Clinical trials relating to cancer do not pay people to participate. Medicare covers routine costs and services in specific trials.
After a lung cancer diagnosis, Medicare parts A and B cover many of the medically necessary benefits.
Medicare Part A coverage includes:
- treatment a person receives while an inpatient in the hospital
- skilled nursing facility care after meeting the 3-day related hospital stay requirement
- hospice care
- blood work
- cost of some clinical research studies while in the hospital
- home healthcare
- rehabilitation services such as
- physical therapy
- occupational therapy
- speech and language therapy
- skilled nursing care
In some cases, a person may be in the hospital but considered an outpatient. This is called observation status. Medicare Part A does not pay for these services, but they may be covered under Part B.
Medicare Part B coverage includes:
- doctor visits
- durable medical equipment (DME)
- many intravenous or oral chemotherapy given in a clinic or doctor’s office
- radiation therapy
- tests to diagnose lung cancer such as x-rays or CT scans
- outpatient surgeries
- mental health services
- some costs of clinical research as an outpatient
- a second or third opinion on surgery that is not an emergency
- a feeding pump prescribed by the doctor when a person cannot eat or absorb the required nutrition through their intestines
Medicare works with healthcare practices to provide coordinated care through the “Oncology Care Model.” The program helps provide person-focused quality care to people with cancer, such as:
- a plan of care customized to a person’s specific healthcare needs
- a health professional available to answer questions 24 hours each day
- help coordinating care with healthcare professionals and community organizations
- financial, emotional, and social support services
The American Lung Association offers many helpful resources, and a person may find information on financial assistance programs and local support groups.

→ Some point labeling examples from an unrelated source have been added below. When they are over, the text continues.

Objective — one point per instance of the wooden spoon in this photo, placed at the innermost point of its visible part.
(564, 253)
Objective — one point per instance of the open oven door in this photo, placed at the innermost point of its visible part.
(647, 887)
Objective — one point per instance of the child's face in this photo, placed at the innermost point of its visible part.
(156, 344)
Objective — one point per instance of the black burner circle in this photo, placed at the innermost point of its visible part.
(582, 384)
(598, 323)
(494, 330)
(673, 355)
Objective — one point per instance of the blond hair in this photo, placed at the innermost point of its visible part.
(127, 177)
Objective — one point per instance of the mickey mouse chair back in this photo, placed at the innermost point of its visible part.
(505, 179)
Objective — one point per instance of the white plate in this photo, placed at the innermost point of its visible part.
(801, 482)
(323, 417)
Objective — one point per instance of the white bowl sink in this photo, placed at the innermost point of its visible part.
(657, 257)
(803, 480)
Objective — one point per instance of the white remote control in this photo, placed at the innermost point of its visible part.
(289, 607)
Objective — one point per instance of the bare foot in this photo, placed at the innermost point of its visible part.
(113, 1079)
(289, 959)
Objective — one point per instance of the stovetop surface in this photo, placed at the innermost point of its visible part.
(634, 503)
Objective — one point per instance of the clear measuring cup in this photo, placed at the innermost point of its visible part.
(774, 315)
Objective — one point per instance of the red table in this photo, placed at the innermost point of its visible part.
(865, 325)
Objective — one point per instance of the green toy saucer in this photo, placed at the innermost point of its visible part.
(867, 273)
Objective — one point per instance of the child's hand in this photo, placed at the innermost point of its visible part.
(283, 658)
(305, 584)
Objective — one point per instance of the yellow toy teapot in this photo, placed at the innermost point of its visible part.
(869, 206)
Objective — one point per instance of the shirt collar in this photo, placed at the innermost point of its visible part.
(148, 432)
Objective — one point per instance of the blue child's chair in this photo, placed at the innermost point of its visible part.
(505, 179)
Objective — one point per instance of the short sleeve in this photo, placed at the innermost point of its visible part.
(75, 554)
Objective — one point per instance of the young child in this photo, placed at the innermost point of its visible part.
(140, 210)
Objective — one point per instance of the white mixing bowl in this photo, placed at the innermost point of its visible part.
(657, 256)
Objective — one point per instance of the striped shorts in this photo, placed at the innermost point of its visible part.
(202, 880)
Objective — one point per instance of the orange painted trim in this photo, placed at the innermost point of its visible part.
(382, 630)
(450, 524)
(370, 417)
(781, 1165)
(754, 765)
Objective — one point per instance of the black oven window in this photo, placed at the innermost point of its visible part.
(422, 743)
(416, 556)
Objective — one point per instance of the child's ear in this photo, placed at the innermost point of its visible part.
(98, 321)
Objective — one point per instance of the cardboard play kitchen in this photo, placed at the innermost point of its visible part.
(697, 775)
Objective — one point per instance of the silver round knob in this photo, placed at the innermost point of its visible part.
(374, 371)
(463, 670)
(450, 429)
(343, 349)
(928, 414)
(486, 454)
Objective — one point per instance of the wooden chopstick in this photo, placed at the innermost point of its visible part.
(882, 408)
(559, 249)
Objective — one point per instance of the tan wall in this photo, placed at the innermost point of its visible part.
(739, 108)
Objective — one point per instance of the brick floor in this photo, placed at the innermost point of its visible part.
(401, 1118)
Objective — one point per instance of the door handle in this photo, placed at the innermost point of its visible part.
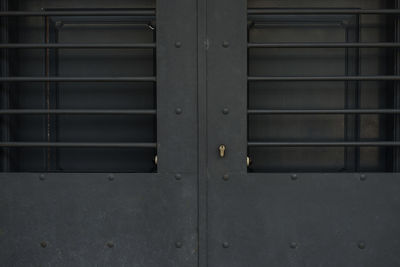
(222, 149)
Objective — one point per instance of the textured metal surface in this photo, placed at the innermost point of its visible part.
(304, 220)
(79, 216)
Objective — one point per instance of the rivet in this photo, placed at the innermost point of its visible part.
(59, 24)
(178, 44)
(361, 245)
(293, 245)
(178, 111)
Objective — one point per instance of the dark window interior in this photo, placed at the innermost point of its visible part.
(123, 141)
(268, 96)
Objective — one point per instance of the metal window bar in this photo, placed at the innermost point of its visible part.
(255, 13)
(323, 45)
(317, 11)
(324, 144)
(87, 45)
(321, 111)
(78, 112)
(48, 79)
(79, 145)
(78, 79)
(323, 78)
(139, 12)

A lung cancer diagnosis can be life-changing, and the costs can grow quickly. Medicare parts A and B help pay medically necessary expenses related to a person’s diagnosis, treatment, and care.
An LDCT test can be done yearly to screen for lung cancer. There is no charge to those who are eligible.
Medicare helps pay for treatments inside and outside of the hospital. They also pay for some clinical trials.
Medicare Advantage and Medigap may offer financial help to cover the costs of treatment and other organizations such as The American Lung Association.